Independientemente de nuestra edad, es aconsejable evitar los alimentos muy procesados. Estos alimentos contienen grandes cantidades de azúcar, sal y grasas saturadas, así como conservantes, edulcorantes y colorantes, que contribuyen a la inflamación.
A partir de los 50 años, es imprescindible reducir estos alimentos, ya que resultan mucho más difíciles de digerir para el organismo, lo que provoca niveles perjudiciales de inflamación.
El chocolate, las galletas y los pasteles pueden saber muy bien, pero comerlos en exceso en la quinta década de vida no es en absoluto una buena idea. Todos estos azúcares añadidos aumentan significativamente el riesgo de diabetes, enfermedades cardiacas e incluso cáncer.

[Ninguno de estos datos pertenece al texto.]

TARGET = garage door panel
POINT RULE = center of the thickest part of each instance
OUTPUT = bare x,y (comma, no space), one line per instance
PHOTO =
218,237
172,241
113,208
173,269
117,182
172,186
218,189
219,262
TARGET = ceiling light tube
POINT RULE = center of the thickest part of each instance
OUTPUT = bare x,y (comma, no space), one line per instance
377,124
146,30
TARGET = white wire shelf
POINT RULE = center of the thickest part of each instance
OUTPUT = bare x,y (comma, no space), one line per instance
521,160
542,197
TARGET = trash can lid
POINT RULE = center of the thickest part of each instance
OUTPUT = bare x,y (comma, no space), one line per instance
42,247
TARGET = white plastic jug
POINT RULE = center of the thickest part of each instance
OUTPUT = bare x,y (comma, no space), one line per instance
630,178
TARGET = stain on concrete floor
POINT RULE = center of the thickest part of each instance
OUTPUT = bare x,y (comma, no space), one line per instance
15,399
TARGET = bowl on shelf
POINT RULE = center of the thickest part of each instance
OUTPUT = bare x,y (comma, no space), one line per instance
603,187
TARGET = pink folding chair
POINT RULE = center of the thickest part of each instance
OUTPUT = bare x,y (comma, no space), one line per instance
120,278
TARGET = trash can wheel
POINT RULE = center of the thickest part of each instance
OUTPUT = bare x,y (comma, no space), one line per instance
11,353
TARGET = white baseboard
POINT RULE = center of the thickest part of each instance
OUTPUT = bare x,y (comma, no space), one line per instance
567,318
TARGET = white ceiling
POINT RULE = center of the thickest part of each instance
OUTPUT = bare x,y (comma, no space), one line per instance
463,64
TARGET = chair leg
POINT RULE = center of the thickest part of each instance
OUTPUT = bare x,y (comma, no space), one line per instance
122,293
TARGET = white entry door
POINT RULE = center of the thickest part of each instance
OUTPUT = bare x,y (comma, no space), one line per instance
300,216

Un estudio publicado en el British Medical Journal descubrió que el consumo regular de alimentos ultraprocesados aumentaba significativamente el riesgo de desarrollar ciertos tipos de cáncer, mientras que otro estudio del BMJ halló una fuerte relación entre estos alimentos y el aumento de la mortalidad por cualquier causa.
Los alimentos ultraprocesados también contribuyen a un aumento excesivo de peso – y a medida que envejecemos, la obesidad aumenta aún más el riesgo de desarrollar muchos problemas de salud graves. Para evitar los derrames cerebrales, la demencia, las enfermedades cardiacas y el debilitamiento del sistema inmunológico, es esencial que reduzca su consumo de alimentos procesados y refinados. Sin embargo, esto no significa que tenga que matarse de hambre: en su lugar, sustituya los alimentos procesados por tentempiés más saludables, como frutos secos, fruta, semillas o pan integral, todo lo cual tendrá un efecto positivo en su salud.